Dr Alan Wolff, a medical administrator and director of medical services at Wimmera Health Care Group, Victoria, agreed Australian politicians and bureaucrats had been relatively tempered compared with their US and UK counterparts in committing to publishing hospital performance data online.

“Our hospitals know their hospital standardised mortality rates but they are not published”, Dr Wolff told MJA InSight. “There hasn’t been a draconian approach in Australia, but I think it will get tighter.”

Dr Wolff said the key lesson from the latest US study and others like it was to involve clinicians in creating and monitoring performance outcomes.

“It needs to be a bottom-up approach, and it needs to involve a carrot and not a stick — not shaming hospitals into improving performance, which lowers morale among staff”, he said.

“The measureables must to be things that can be changed, like rates of thrombolysis for stroke, rather than just mortality figures.”

Dr Diane Watson, NHPA CEO, said the US study was important research given some US states were more than 15 years ahead of Australia in publicly reporting comparable performance of hospitals.
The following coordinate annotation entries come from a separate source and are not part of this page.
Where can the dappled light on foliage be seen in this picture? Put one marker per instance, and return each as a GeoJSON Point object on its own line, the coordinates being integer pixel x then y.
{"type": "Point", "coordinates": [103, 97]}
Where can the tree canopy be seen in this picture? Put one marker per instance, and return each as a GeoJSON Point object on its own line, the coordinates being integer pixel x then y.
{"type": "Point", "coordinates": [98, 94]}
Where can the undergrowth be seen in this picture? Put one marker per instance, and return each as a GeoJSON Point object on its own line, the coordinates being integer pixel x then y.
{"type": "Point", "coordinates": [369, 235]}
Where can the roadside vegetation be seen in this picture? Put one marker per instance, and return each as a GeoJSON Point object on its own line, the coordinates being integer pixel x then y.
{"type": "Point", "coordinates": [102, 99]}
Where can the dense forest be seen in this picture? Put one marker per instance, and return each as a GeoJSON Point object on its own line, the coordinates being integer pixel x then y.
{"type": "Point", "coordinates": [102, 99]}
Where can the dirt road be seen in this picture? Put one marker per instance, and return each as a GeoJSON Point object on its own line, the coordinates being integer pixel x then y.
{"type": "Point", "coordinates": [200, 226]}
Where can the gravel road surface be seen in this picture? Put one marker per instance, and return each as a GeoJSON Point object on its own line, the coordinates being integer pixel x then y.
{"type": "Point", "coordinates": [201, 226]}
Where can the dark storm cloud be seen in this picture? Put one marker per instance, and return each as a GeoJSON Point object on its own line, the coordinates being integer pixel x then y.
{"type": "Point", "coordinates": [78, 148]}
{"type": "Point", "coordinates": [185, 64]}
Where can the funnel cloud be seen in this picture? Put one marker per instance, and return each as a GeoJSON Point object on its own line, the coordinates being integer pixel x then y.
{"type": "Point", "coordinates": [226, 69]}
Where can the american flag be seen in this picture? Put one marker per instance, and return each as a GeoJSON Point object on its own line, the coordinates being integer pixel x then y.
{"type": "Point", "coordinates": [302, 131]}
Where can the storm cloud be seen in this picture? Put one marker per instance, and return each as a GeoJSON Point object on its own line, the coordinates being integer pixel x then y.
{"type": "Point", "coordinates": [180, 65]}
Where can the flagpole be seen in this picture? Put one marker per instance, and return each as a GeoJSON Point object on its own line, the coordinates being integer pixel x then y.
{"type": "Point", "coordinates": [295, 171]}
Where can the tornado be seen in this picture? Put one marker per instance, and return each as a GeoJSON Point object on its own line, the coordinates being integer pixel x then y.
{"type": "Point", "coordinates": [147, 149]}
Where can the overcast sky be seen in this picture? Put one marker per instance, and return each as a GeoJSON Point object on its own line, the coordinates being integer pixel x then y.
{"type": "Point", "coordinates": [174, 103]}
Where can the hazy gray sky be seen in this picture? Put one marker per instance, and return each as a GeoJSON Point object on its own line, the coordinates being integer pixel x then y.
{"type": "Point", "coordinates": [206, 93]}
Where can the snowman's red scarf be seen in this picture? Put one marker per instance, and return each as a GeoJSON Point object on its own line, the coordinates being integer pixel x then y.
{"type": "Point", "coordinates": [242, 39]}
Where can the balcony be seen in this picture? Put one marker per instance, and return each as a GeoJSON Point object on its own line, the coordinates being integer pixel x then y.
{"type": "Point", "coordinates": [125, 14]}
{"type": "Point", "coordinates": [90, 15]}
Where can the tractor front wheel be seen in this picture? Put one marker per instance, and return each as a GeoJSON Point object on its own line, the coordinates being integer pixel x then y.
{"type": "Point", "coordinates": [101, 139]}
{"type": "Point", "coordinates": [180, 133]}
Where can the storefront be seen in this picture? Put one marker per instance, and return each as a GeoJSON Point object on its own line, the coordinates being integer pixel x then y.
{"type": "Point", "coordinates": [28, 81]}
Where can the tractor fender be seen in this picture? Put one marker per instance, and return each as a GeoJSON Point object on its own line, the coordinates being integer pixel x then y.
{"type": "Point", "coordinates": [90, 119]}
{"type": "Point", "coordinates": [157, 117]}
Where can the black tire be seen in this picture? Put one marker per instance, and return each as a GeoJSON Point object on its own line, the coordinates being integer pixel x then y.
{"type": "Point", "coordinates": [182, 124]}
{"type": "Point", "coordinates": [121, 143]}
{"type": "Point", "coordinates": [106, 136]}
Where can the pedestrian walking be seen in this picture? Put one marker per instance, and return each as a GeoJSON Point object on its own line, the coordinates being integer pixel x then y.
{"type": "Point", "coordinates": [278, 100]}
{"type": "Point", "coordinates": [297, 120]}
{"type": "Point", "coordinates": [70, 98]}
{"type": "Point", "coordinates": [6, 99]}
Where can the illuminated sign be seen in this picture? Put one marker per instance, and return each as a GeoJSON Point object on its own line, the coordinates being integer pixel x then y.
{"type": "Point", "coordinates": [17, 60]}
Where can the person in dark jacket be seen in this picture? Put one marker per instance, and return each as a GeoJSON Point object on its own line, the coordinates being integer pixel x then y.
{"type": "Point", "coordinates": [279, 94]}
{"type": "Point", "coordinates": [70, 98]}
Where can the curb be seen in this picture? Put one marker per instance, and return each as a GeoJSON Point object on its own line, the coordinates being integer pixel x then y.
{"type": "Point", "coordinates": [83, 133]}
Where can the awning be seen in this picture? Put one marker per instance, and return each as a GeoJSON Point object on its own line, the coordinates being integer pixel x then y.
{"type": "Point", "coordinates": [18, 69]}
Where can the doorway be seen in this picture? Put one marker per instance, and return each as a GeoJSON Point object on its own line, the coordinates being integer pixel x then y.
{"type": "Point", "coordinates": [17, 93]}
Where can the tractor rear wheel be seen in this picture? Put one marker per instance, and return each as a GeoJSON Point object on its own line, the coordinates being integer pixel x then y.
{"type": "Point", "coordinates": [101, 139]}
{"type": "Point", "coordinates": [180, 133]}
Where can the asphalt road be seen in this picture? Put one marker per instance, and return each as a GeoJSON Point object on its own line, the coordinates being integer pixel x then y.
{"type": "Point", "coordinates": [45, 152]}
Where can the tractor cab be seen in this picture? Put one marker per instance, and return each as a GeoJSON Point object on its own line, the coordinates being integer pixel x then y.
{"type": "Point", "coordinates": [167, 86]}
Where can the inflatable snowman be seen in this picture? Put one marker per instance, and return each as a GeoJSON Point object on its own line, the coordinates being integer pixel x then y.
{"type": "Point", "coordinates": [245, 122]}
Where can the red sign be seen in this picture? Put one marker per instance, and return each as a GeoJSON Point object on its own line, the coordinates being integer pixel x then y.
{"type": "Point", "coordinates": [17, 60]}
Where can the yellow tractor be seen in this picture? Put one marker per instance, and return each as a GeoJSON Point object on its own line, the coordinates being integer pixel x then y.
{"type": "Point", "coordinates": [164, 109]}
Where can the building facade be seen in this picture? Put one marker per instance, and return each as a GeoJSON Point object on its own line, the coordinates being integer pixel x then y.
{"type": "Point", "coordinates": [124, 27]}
“In light of this new research in the US, we hope that the measures on the MyHospitals website stimulate quality improvement, clinical engagement and improved care for patients”, she told MJA InSight, saying MyHospitals averaged more than 238 000 unique visitors per month.

Dr Watson said NHPA worked with hospital advisory committees and collaborated with international colleagues to ensure its measures reflected the quality and safety of care in Australia’s hospitals.

 

1. JAMA Intern Med 2014; Online 6 October
2. JAMA Intern Med 2014; Online 6 October
3. NHPA 2014; Performance indicator reporting, 31 July

(Photo: iStock)

3 thoughts on “Performance data caution

  1. Jessica Harris says:

    The MyHospitals website could also be a useful source of data for research, especially health services research as there is little information available on Australia-wide health services.

  2. anonymous says:

    Key performance index is seem to the trend among managers.  Money is poured into collecting data for KPI rather than treating patient.  Many good and effective (good manners, good commuincation skill, good outcome) are not measurable and many things measurable are meaningless (number of days in hospital, how many hand washes).   The measurable are not put into proper context.  Intention has to be right before publishing.  To improve, to confuse or to make a profit out of someone else’s expense.                                                                                                                                                    

  3. Graham Row says:

    what does it cost to collect and analyse all these data?  Opinions expressed on the benefit or otherwise are just thought bubbles.  Where are the basic cost benefit data such as bureaucrats demand of pharmaceutical companies?